The piece, written by Pulitzer winner Charles Duhigg, delves into Levandowsi’s meteoric rise at the search engine behemoth, where he famously pioneered “Project Chauffeur,” Google’s then-top-secret self-driving car program.

The project put Google on the fast track for developing the new-age technology and was eventually spun out into its own company, Waymo, where Levandowski played a prominent role before abruptly leaving in 2016. When Waymo competitor Uber purchased a Levandowski-owned startup dedicated to autonomous car tech mere weeks later, Google accused their former star engineer of concocting the new company as a front to peddle trade secrets to the rideshare giant.

What resulted was a massively-watched trial—with a surprisingly quick and relatively tiny settlement—which put some of Levandowski’s more questionable business decisions on public display. But, ensconced in the then-still-friendly walls of the Google compound, the engineer extraordinaire was purportedly up to behavior equally as morally dubious—and much more outwardly dangerous.

According to Duhigg’s report, Levandowski was well-known, and often promoted, at Google for taking risks, many of which involved working around or flat-out ignoring the company’s bureaucratic structure. That included one move he made in 2011, while technically out on paternity leave, when he apparently modified the software on some experimental self-driving vehicles, allowing the cars to range outside of the otherwise strictly geofenced zones where Google was testing them.

When confronted by a fellow employee about the unreported tweak, Levandowski responded by insisting the two take a ride together in one of the unleashed vehicles. It would not end well—at least for one unlucky driver on the road that day.
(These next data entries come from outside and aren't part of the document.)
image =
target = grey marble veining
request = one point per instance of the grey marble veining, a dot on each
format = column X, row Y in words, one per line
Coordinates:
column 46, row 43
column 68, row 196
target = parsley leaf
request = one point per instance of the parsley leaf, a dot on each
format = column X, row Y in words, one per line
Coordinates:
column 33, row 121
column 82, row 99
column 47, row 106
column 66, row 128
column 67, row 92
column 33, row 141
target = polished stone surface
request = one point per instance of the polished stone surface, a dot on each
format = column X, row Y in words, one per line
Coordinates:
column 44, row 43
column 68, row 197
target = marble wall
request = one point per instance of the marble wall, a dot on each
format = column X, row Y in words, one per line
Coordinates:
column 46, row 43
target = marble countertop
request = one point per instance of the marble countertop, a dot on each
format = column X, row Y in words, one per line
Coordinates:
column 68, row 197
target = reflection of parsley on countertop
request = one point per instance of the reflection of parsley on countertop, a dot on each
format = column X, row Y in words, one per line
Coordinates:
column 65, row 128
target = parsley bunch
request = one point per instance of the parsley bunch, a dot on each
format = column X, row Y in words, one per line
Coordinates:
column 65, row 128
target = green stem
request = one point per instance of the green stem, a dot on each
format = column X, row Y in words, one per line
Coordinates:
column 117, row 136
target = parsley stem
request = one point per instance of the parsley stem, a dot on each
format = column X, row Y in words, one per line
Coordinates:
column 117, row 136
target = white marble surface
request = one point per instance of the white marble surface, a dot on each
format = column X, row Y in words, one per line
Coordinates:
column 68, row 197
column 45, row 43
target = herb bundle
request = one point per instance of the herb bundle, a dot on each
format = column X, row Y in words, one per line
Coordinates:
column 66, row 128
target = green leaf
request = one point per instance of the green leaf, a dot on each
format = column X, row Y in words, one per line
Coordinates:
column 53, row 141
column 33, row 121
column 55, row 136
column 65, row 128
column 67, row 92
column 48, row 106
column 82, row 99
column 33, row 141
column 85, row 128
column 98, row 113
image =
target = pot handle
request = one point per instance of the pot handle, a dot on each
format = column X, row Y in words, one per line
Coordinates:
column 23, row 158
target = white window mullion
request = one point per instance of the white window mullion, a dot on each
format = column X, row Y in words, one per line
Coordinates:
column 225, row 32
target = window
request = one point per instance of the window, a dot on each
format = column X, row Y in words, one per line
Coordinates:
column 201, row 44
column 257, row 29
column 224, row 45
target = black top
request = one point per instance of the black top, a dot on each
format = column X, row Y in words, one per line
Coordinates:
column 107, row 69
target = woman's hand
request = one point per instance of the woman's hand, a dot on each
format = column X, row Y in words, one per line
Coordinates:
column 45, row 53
Levandowski was well-known, and often promoted, at Google for taking risks, many of which involved working around or flat-out ignoring the company’s bureaucratic structure.
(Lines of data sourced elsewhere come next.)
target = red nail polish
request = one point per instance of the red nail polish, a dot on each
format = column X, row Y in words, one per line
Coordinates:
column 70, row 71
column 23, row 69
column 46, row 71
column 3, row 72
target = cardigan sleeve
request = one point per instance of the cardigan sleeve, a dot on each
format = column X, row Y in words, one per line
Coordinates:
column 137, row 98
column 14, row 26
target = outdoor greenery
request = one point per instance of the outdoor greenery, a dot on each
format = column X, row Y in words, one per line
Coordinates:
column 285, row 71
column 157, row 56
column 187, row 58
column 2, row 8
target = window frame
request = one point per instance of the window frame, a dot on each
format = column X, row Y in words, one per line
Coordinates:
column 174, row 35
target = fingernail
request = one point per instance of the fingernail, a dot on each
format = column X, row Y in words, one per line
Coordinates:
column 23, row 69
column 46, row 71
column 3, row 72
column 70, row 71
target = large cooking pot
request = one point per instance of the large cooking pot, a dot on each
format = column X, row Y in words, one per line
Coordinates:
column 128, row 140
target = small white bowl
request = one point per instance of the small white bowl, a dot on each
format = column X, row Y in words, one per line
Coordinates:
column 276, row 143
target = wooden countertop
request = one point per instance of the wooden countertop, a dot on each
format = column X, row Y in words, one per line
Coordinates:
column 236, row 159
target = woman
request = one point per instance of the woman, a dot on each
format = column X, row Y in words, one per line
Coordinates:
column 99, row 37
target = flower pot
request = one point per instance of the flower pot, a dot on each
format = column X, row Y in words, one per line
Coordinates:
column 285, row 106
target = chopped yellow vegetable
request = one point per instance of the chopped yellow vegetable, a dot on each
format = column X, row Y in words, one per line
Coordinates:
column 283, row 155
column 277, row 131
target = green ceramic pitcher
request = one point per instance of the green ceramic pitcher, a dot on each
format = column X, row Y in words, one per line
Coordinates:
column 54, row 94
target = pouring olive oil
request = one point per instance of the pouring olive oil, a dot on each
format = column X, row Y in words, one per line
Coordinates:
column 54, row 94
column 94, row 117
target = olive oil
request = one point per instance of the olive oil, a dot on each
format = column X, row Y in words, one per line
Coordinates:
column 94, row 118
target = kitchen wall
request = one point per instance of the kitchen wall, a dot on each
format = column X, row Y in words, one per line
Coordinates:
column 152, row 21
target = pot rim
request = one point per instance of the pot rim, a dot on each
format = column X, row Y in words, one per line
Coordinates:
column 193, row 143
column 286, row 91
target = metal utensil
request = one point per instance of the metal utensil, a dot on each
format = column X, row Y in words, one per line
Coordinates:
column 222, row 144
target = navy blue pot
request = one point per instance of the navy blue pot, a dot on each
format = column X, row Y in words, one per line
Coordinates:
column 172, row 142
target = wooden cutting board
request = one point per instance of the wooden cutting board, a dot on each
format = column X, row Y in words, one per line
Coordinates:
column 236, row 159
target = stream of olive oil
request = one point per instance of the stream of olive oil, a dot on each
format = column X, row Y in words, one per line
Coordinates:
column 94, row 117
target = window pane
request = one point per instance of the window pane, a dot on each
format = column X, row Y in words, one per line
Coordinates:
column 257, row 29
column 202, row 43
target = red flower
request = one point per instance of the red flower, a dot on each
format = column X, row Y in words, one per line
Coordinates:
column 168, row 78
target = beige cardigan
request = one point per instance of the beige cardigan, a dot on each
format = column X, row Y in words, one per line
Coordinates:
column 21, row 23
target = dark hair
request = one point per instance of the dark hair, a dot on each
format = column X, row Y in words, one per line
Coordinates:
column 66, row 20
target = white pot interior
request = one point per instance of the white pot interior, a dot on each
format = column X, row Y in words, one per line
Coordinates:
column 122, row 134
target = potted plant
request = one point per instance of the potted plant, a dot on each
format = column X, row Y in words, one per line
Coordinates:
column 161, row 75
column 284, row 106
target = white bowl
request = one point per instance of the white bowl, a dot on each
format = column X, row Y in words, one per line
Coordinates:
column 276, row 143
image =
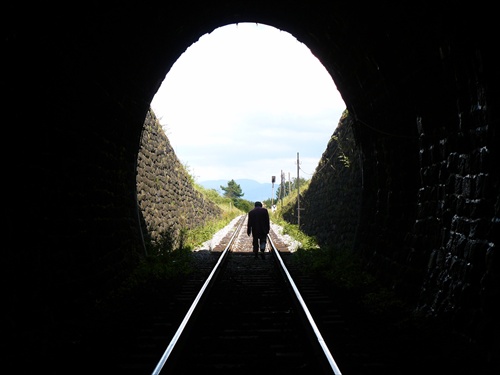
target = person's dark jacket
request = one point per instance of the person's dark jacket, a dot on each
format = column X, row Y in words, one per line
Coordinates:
column 258, row 222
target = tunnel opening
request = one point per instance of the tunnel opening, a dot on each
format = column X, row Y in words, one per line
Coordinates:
column 241, row 101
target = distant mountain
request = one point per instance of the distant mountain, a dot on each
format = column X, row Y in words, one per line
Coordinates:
column 252, row 190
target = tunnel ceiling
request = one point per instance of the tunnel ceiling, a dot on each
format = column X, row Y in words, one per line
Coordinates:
column 370, row 49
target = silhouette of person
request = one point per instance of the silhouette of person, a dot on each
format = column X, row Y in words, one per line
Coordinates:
column 258, row 226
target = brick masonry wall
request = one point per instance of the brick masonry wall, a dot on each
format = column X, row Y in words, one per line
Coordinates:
column 423, row 212
column 168, row 201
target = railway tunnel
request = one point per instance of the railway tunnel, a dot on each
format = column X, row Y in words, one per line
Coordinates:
column 420, row 81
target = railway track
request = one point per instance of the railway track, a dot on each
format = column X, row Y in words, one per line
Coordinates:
column 248, row 318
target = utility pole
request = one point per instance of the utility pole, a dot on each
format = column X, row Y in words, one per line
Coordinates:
column 298, row 193
column 289, row 184
column 273, row 179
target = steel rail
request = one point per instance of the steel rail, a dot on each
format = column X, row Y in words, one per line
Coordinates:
column 319, row 337
column 188, row 315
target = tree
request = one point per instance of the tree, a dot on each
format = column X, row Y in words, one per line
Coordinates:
column 232, row 190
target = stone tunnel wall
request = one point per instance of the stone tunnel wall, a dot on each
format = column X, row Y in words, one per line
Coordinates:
column 168, row 201
column 422, row 211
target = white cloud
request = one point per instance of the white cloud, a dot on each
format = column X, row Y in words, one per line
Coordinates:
column 243, row 100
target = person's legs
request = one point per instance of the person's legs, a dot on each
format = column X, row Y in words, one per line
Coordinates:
column 262, row 243
column 255, row 245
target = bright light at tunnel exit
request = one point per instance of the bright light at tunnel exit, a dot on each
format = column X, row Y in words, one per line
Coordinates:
column 243, row 100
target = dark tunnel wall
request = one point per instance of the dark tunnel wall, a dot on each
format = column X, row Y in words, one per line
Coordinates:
column 420, row 80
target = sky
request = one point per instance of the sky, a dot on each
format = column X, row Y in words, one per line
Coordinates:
column 243, row 101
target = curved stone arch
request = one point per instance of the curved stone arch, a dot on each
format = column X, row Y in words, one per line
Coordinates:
column 419, row 80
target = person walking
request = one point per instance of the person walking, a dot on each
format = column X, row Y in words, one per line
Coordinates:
column 258, row 226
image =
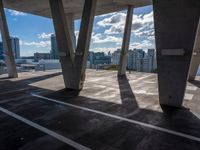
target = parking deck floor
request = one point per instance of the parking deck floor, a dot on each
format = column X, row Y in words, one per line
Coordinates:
column 110, row 113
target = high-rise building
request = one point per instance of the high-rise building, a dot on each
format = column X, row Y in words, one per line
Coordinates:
column 39, row 56
column 54, row 47
column 15, row 47
column 151, row 53
column 147, row 64
column 116, row 57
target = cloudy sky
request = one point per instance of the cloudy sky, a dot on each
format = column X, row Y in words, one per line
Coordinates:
column 34, row 31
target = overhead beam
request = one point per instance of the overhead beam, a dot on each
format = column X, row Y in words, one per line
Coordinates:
column 126, row 42
column 62, row 29
column 73, row 72
column 125, row 2
column 9, row 57
column 194, row 65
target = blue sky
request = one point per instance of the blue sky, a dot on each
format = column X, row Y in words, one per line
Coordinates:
column 34, row 31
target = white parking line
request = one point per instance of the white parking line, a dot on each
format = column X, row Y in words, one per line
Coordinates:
column 45, row 130
column 122, row 119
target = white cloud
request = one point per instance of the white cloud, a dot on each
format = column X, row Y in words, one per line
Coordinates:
column 116, row 18
column 41, row 44
column 104, row 49
column 116, row 23
column 99, row 38
column 145, row 44
column 44, row 35
column 16, row 13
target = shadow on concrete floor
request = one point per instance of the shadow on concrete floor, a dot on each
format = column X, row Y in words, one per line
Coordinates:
column 195, row 83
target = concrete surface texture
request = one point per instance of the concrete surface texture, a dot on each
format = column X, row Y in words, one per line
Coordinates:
column 110, row 113
column 72, row 6
column 194, row 65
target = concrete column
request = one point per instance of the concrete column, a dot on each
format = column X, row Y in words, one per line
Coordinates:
column 63, row 25
column 73, row 62
column 126, row 42
column 194, row 65
column 175, row 28
column 9, row 57
column 83, row 44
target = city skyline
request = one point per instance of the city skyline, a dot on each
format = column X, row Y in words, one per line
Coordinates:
column 107, row 32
The self-driving Prius reportedly struggled in its attempt to merge onto a busy California freeway, accidentally boxing in a nearby Camry. Quickly running out of space, the Camry driver merged into the shoulder instead, but soon was forced to jerk back to the left, in an attempt to avoid a guardrail. The sudden moves sent the car spinning across several lanes of the freeway, Duhigg’s report notes.
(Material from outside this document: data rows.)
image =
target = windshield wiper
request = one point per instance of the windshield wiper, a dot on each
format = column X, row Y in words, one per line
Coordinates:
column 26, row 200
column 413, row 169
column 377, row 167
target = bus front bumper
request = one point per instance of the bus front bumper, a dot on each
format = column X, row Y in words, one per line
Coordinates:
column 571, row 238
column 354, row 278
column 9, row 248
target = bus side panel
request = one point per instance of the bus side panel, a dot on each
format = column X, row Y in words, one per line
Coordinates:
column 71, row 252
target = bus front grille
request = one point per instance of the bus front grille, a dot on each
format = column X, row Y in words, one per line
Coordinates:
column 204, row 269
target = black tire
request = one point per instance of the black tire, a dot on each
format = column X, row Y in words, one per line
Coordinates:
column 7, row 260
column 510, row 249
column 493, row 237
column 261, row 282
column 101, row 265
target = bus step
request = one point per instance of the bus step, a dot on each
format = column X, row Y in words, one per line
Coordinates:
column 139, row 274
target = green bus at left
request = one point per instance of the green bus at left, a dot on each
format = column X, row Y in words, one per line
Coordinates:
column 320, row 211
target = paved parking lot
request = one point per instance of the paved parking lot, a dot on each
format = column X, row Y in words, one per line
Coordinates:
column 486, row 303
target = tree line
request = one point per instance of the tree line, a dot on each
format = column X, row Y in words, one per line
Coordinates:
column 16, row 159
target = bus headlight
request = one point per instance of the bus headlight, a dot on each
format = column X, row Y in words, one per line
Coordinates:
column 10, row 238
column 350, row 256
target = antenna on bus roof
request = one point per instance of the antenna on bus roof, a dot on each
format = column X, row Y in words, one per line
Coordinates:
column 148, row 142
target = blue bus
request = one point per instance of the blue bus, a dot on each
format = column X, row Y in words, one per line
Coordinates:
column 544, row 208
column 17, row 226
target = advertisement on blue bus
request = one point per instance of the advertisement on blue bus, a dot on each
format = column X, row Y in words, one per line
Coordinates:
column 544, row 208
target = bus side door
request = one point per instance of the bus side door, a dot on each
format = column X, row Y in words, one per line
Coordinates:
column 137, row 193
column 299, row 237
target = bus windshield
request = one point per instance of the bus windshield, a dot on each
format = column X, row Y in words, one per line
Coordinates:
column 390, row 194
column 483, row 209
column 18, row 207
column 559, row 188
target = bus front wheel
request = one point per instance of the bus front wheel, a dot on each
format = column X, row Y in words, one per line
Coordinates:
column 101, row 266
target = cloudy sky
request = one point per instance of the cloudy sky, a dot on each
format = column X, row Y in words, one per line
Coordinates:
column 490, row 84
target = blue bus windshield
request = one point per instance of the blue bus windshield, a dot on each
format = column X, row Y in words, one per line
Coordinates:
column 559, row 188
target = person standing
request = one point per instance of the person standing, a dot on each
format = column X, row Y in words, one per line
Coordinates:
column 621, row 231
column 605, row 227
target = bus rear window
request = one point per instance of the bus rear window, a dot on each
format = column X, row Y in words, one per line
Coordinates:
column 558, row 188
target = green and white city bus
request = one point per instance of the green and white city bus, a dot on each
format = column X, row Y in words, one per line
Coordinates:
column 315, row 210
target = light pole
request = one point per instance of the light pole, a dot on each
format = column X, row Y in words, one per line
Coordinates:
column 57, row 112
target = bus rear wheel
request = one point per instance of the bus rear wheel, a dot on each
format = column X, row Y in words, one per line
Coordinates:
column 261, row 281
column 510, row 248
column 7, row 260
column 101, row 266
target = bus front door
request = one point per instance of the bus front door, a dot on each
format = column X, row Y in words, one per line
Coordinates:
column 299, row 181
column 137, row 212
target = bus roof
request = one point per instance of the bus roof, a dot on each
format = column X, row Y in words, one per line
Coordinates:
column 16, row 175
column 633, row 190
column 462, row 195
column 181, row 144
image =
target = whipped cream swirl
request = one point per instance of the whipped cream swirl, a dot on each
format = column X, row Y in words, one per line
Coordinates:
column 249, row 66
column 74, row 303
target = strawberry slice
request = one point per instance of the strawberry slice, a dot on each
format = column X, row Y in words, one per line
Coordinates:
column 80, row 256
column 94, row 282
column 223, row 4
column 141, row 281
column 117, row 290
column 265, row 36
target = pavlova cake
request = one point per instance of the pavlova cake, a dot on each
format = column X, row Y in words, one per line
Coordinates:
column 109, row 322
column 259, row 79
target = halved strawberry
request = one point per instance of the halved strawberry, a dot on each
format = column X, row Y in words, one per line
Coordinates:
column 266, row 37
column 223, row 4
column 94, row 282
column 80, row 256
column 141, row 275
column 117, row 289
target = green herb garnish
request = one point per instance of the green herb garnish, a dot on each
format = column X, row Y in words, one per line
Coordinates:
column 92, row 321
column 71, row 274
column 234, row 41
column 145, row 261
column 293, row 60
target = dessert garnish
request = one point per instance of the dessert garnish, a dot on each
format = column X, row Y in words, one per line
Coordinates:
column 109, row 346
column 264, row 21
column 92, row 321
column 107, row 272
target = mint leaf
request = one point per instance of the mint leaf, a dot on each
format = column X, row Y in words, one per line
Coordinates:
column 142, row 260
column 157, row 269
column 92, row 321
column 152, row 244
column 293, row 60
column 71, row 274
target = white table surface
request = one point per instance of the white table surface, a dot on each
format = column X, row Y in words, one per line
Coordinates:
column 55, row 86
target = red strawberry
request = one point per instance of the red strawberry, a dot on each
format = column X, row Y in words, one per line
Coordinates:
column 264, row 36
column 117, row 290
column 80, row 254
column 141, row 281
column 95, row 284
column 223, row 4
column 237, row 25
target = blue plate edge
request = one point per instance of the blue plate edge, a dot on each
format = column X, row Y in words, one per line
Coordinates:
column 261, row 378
Meanwhile, Levandowski, now commandeering the autonomous car, also had to maneuver out of harm’s way, with a quick swerve that reportedly caused extensive injuries to his co-worker’s back.

Whether the driver of the Camry was okay isn’t known. Instead of stopping to check on the situation, the two Google employees simply continued traveling right on down the road. They similarly failed to report the incident to the authorities—a move that was passable at the time but is now illegal in the state of California. (A 2014 law requires all roadway episodes involving a self-driving car to be reported to the CA DMV.)

Indeed, upon his return to the office, Levandowski purportedly basked in the glow of the would-be accident, sending out an email to co-workers, titled “Prius vs. Camry,” with dashcam footage of the incident. And he apparently doubled-down on the feel-good takeaway later, calling the event an “invaluable source of data” for the autonomous ride, according to Duhigg’s report.

But close watchers of Silicon Valley should perhaps not be surprised by the incident—or the way it was handled. Tech world residents revel in their image as disruptors, with most, including Levandowski, believing that such extreme actions are the only way to keep the world at large moving forward.

“If it’s your job to advance technology, safety cannot be your number one concern,” Levandowski put it to Duhigg. “If it is, you’ll never do anything. It’s always safer to leave the car in the driveway. You’ll never learn from a real mistake.”